High Energy Physics Seminars

The FASER experiment: Studying neutrinos and searching for new particles at the far forward region of the LHC

by Prof. Akitaka Ariga (Graduate School of Science, Chiba University, Japan)

Monday, June 28, 2021 from to (Asia/Kolkata)
at TIFR, Mumbai
Description
The FASER experiment is a new experiment at the Large Hadron Collier (LHC). The experiment consists of two pillars, FASER to search for light, weaklyinteracting new particles, and FASERnu to study neutrinos for the first time with a collider. A copious number of particles, including neutrinos and possibly hypothetical dark particles, would be produced following p-p collisions at the LHC. Most of them are emitted in far forward direction, where the conventional LHC experiments do not have a coverage.

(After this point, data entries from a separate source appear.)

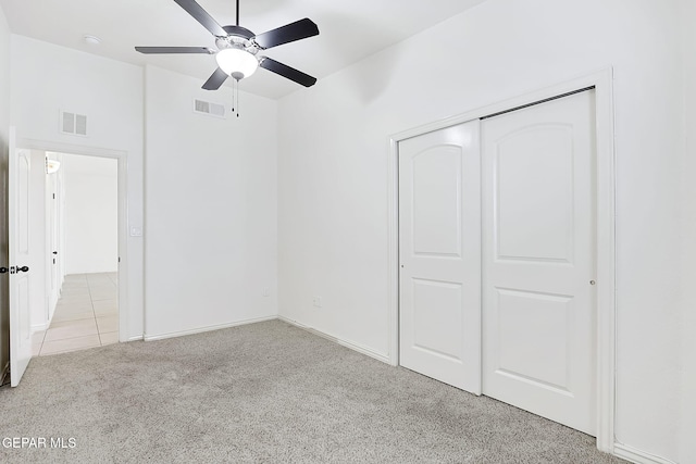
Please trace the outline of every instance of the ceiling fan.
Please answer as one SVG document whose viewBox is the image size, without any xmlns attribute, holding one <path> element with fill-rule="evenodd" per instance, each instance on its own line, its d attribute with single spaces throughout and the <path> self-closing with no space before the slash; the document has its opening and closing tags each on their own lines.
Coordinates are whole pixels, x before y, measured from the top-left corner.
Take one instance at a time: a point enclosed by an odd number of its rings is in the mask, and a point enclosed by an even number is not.
<svg viewBox="0 0 696 464">
<path fill-rule="evenodd" d="M 309 18 L 286 24 L 276 29 L 254 35 L 239 26 L 239 0 L 237 0 L 237 24 L 221 26 L 195 0 L 174 0 L 188 14 L 215 36 L 217 50 L 208 47 L 136 47 L 140 53 L 203 53 L 214 54 L 217 70 L 203 84 L 206 90 L 217 90 L 227 77 L 239 81 L 251 76 L 259 66 L 311 87 L 316 78 L 271 58 L 259 55 L 259 51 L 319 35 L 319 27 Z"/>
</svg>

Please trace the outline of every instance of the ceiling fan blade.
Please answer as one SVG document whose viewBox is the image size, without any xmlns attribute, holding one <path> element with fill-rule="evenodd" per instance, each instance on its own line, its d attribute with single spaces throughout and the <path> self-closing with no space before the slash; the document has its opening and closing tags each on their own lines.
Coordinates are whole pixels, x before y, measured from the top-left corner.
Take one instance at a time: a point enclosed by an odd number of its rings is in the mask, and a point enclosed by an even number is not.
<svg viewBox="0 0 696 464">
<path fill-rule="evenodd" d="M 312 77 L 309 74 L 304 74 L 301 71 L 297 71 L 287 64 L 279 63 L 271 58 L 263 57 L 259 66 L 278 74 L 283 77 L 287 77 L 290 80 L 296 81 L 304 87 L 311 87 L 316 84 L 316 77 Z"/>
<path fill-rule="evenodd" d="M 203 89 L 206 90 L 217 90 L 220 86 L 227 79 L 227 73 L 222 71 L 220 67 L 215 70 L 215 72 L 206 80 L 203 84 Z"/>
<path fill-rule="evenodd" d="M 319 27 L 313 21 L 306 17 L 295 23 L 286 24 L 277 29 L 259 34 L 253 38 L 262 49 L 277 47 L 283 43 L 294 42 L 295 40 L 306 39 L 319 35 Z"/>
<path fill-rule="evenodd" d="M 220 24 L 213 17 L 208 14 L 206 10 L 202 9 L 201 5 L 196 3 L 194 0 L 174 0 L 182 7 L 188 14 L 194 16 L 196 21 L 198 21 L 204 28 L 210 30 L 213 36 L 225 37 L 227 33 L 222 28 Z"/>
<path fill-rule="evenodd" d="M 152 53 L 204 53 L 214 54 L 215 50 L 208 47 L 136 47 L 136 51 L 146 54 Z"/>
</svg>

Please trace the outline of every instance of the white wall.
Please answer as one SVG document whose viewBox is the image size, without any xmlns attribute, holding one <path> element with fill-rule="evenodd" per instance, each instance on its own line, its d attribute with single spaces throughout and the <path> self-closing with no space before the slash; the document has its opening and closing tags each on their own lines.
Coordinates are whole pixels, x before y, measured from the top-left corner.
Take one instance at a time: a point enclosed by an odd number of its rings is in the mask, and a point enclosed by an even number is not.
<svg viewBox="0 0 696 464">
<path fill-rule="evenodd" d="M 0 266 L 8 267 L 8 130 L 10 127 L 10 27 L 0 7 Z M 0 276 L 0 376 L 10 361 L 8 276 Z"/>
<path fill-rule="evenodd" d="M 65 273 L 119 271 L 119 164 L 63 154 Z"/>
<path fill-rule="evenodd" d="M 17 137 L 53 151 L 127 154 L 127 226 L 142 227 L 142 68 L 12 35 L 12 122 Z M 88 116 L 89 137 L 59 133 L 59 111 Z M 142 336 L 142 237 L 128 237 L 128 338 Z"/>
<path fill-rule="evenodd" d="M 232 105 L 202 84 L 146 68 L 147 338 L 277 314 L 276 103 L 195 114 L 194 98 Z"/>
<path fill-rule="evenodd" d="M 281 100 L 279 313 L 386 356 L 388 136 L 611 65 L 617 439 L 678 460 L 687 238 L 676 4 L 488 0 Z"/>
<path fill-rule="evenodd" d="M 682 303 L 682 430 L 681 463 L 696 463 L 696 2 L 683 0 L 682 25 L 684 34 L 684 123 L 686 150 L 684 152 L 683 185 L 684 212 L 683 288 Z"/>
</svg>

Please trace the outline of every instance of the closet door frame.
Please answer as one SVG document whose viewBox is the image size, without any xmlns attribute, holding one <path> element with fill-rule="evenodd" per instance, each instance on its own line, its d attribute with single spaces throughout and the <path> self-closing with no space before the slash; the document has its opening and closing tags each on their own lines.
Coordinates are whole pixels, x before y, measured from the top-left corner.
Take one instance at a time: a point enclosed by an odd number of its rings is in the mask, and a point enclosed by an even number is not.
<svg viewBox="0 0 696 464">
<path fill-rule="evenodd" d="M 616 405 L 616 172 L 613 71 L 606 68 L 501 102 L 411 128 L 389 137 L 388 313 L 389 364 L 399 365 L 398 143 L 433 130 L 524 108 L 583 89 L 595 89 L 597 181 L 597 448 L 614 451 Z"/>
</svg>

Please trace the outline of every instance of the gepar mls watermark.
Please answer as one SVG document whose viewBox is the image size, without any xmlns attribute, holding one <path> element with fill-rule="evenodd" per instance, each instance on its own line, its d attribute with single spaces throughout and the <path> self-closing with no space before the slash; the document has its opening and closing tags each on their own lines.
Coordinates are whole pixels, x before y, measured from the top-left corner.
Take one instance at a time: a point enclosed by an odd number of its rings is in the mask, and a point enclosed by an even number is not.
<svg viewBox="0 0 696 464">
<path fill-rule="evenodd" d="M 77 447 L 77 440 L 73 437 L 4 437 L 2 448 L 5 449 L 63 449 L 71 450 Z"/>
</svg>

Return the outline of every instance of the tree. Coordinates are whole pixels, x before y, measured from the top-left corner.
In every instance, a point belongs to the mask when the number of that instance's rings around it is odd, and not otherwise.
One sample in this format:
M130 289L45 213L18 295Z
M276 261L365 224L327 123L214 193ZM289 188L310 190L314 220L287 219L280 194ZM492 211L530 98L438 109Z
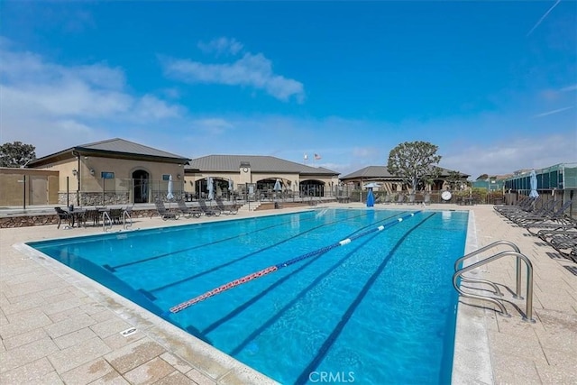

In order to detect and study these particles, the FASER collaboration will place a series of particle detectors at the 480 m downstream of the ATLAS interaction point, on-axis of the beam collisions. FASER will take data in Run 3 of the LHC operation (2022-2024, ~150 fb-1), and collect O(104 ) neutrino charged-current interactions including three neutrino flavors at TeV energy scale, allowing a study of neutrinos in an currently unexplored energy regime. And also, dark photon and/or axion-like particles (ALPs) will be searched for. Most of the detectors have been installed and being commissioned towards the data taking in next year. In this seminar, I will give the overview and physics sensitivities of the FASER experiment, also the first neutrino interaction candidates from a pilot run in 2018 (very recently published on the web arXiv:2105.06197).